# P.E. Curriculum



## morro (Jul 2, 2008)

I have just been offered a P.E. job in Spain and would like some help developing a P.E. curriculum in English. I will be teaching 6 to 16 year olds mixed. Can anyone help?


----------



## jojo (Sep 20, 2007)

morro said:


> I have just been offered a P.E. job in Spain and would like some help developing a P.E. curriculum in English. I will be teaching 6 to 16 year olds mixed.

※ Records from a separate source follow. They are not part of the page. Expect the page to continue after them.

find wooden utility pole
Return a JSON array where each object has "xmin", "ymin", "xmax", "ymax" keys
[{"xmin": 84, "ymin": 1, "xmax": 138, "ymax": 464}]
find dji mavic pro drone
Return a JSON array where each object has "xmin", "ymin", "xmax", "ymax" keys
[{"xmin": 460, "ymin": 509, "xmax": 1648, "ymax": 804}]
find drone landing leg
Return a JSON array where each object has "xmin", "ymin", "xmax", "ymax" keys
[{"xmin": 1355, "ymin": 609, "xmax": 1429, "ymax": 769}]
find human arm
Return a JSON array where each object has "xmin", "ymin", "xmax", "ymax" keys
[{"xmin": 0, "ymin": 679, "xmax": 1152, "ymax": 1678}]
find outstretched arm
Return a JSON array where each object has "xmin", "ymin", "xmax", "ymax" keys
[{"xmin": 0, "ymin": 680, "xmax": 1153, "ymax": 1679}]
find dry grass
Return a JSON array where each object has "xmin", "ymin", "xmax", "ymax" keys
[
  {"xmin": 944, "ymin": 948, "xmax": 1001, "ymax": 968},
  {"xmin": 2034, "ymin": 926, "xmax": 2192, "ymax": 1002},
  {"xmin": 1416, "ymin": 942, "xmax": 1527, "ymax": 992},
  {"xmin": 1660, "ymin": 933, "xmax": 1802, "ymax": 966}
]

Can anyone help?



Is this an international school, a state school, a club???

Jo xxx


----------



## MaidenScotland (Jun 6, 2009)

I can tell you that they make boys with long hair tie it back in a scrunchy lol


----------



## MaidenScotland (Jun 6, 2009)

or should I say at least they try... they have finally given up with my grandson


----------



## morro (Jul 2, 2008)

*P.E. curriculum*



jojo said:


> Is this an international school, a state school, a club???
> 
> Jo xxx


It is a Bilingal school Spanish/English - Private


----------



## jojo (Sep 20, 2007)

morro said:


> It is a Bilingal school Spanish/English - Private


In which case, can you not simply use the KS system you've trained to use?? Or follow the guidelines of the Spanish PE curriculum???

Jo xxx


----------



## Joppa (Sep 7, 2009)

Use the PE National Curriculum as a starter. There are plenty of schemes of work based on NC produced commercially, plus many English local authorities produce their own schemes for their schools, which may be available online.
http://curriculum.qcda.gov.uk/index.aspx


----------